DMU asked Gregory Kolbinger to do a lot during his nearly three decades at the University. True to his nature, however, he sees it a different way.
“What I love about DMU is that it’s given me the opportunity to try new things and fill different niches,” he says. “The opportunities just presented themselves, and DMU has always been big on getting people the training and skills they need to take them on.”
Kolbinger retired in June as assistant professor emeritus of family medicine, but his legacy will continue for years to come. After serving his country as a medical service specialist with the U.S. Air Force during the late 1970s cold war, he was serving his community as a paramedic when a friend, Jerry Crane, told him he was going to apply for a new physician assistant (PA) program at the University of Osteopathic Medicine and Health Sciences (now DMU); Kolbinger decided to join him. The two were among the 12 members of the DMU PA Class of 1985, the University’s third PA class.

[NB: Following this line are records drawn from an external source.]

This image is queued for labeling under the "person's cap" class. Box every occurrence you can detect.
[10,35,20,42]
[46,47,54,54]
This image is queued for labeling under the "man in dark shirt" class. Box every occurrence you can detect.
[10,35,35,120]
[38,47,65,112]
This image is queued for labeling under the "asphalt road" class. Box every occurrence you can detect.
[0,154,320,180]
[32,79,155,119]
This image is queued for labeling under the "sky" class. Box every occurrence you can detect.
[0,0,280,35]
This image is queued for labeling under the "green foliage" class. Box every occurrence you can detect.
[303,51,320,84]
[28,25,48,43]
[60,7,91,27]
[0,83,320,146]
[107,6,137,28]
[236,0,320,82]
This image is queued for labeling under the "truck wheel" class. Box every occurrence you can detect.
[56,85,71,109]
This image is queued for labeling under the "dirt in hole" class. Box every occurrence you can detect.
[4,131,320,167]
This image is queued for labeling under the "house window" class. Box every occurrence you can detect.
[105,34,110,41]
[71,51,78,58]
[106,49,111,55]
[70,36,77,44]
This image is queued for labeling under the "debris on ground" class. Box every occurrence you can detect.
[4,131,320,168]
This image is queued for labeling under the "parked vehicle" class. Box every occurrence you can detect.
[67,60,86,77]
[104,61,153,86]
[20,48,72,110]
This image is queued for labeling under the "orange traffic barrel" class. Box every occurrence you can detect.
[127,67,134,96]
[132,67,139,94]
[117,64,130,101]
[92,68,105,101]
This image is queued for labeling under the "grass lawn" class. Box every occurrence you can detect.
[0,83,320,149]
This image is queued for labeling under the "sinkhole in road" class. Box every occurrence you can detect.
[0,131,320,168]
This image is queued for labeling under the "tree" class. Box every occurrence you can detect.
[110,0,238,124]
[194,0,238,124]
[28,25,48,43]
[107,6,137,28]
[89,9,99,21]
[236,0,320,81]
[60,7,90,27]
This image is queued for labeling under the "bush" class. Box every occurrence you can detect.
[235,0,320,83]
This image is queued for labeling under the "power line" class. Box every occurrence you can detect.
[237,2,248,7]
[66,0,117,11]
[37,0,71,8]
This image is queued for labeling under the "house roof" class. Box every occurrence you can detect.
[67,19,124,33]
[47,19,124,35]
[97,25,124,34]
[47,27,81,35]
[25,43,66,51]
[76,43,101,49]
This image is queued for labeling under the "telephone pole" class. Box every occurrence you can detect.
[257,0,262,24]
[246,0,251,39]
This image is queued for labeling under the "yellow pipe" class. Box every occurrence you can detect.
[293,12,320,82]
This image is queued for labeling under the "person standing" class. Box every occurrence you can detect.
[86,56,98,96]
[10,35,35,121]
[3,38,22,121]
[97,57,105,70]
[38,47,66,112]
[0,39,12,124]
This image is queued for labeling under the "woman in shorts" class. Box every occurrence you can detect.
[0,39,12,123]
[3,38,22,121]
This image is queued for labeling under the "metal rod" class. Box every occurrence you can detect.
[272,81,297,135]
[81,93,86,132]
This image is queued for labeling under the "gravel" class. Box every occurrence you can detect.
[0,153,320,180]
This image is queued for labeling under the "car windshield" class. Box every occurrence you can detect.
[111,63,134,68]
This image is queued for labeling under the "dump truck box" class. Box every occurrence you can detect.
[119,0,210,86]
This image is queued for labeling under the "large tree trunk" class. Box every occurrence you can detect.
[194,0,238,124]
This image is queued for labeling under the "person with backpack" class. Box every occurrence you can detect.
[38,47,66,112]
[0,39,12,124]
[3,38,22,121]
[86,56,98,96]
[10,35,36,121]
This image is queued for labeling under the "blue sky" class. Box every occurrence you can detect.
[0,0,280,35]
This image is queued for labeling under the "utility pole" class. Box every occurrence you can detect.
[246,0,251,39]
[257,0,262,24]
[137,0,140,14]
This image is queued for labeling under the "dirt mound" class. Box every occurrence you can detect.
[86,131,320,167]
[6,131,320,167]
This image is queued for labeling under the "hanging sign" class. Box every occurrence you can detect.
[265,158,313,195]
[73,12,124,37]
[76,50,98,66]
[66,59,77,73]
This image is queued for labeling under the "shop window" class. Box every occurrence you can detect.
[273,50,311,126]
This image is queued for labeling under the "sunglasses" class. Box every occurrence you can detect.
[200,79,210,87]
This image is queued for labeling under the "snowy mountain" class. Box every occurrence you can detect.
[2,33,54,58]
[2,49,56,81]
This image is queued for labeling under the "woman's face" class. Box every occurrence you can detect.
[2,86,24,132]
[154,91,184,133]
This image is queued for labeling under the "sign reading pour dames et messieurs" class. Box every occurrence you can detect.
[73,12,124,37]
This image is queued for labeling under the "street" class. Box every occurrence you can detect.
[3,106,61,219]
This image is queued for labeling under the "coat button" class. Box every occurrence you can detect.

In 1987, his former faculty, including Bill Case, PA-C, and Bill Dyche, Ph.D., asked him to return as their colleague. He became an instructor, clinician, academic coordinator and admissions coordinator for the PA program. He missed patient care so left in 1989 to join the Mercy Occupational Medicine Clinic, Pain Center, Mercy Clinics and Mercy Hospital in Des Moines. Five years later, though, Case lured him back.
“I was more seasoned and ready for it,” Kolbinger says. “And there was exciting growth in the program and in the profession in terms of PAs’ scope of practice, responsibilities and respect. It was fun to see.”
There was also a lot to do. He “had fingers in everything over time,” including as an assistant professor, clinician, academic coordinator, admissions coordinator and director. In 2007, when the University opened a new human simulation center – the only one of its kind in Iowa at the time – he was asked to serve as its clinical coordinator.
“Greg was a quiet doer. He taught just about everything, served on almost every faculty committee and so many search committees,” says Wayne Terry, Ph.D., professor emeritus of physiology and pharmacology. “He never backed away from anyone – colleague, employee, student, anyone who had a need. His door was always open for nonjudgmental listening.”
“The man is the father, the brother, the friend, the colleague anyone would be proud to claim because of the class, honor, dignity, empathy, intelligence, thoughtfulness and warmth he packed in his work bag every day.”Wayne Terry, Ph.D., professor emeritus, physiology and pharmacology
Kolbinger was in the first class Terry taught at DMU and, Terry says, later was pivotal in the PA program’s high quality. “It was always my opinion that Greg and his friend and fellow PA, colleague Bill Case, were responsible for elevating the curriculum of the PA program,” he says. “It was those two who committed the PA program to an academic standard equal to the D.O. program.”
Jodi Cahalan, Ph.D., M.P.H.’01, M.S.’93, PA-C’89, DFAAPA, first met Kolbinger when she enrolled in the PA program in 1987. “He’s a very good professor. He taught us physical diagnosis and the heart of what it means to be a PA,” she says. “It’s more than those technical skills; it includes making sure you’re listening to the patient, taking that holistic approach and also making sure you have a good relationship with your supervising doctor.”
Now dean of the College of Health Sciences, Cahalan greatly enjoyed working with her colleague. “When I think of all the students he has impacted, it’s staggering,” she says.
Kolbinger and his wife of 43 years, Vicki, look forward to spending more time with their three daughters and four grandchildren. He also has begun his new role as an ordained deacon for the Diocese of Des Moines, assigned to Our Lady’s Immaculate Heart in Ankeny, IA. Serving as a deacon taps his ability to work with and serve a lot of different types of people, as he did at DMU. It also aligns with a lesson he learned in the Air Force while stationed in Turkey.
“One of the fun things we got to do was to visit little villages. The custom there was to sit down, talk and have tea before getting down to business,” he recalls. “That taught me to slow down and talk to people and listen.”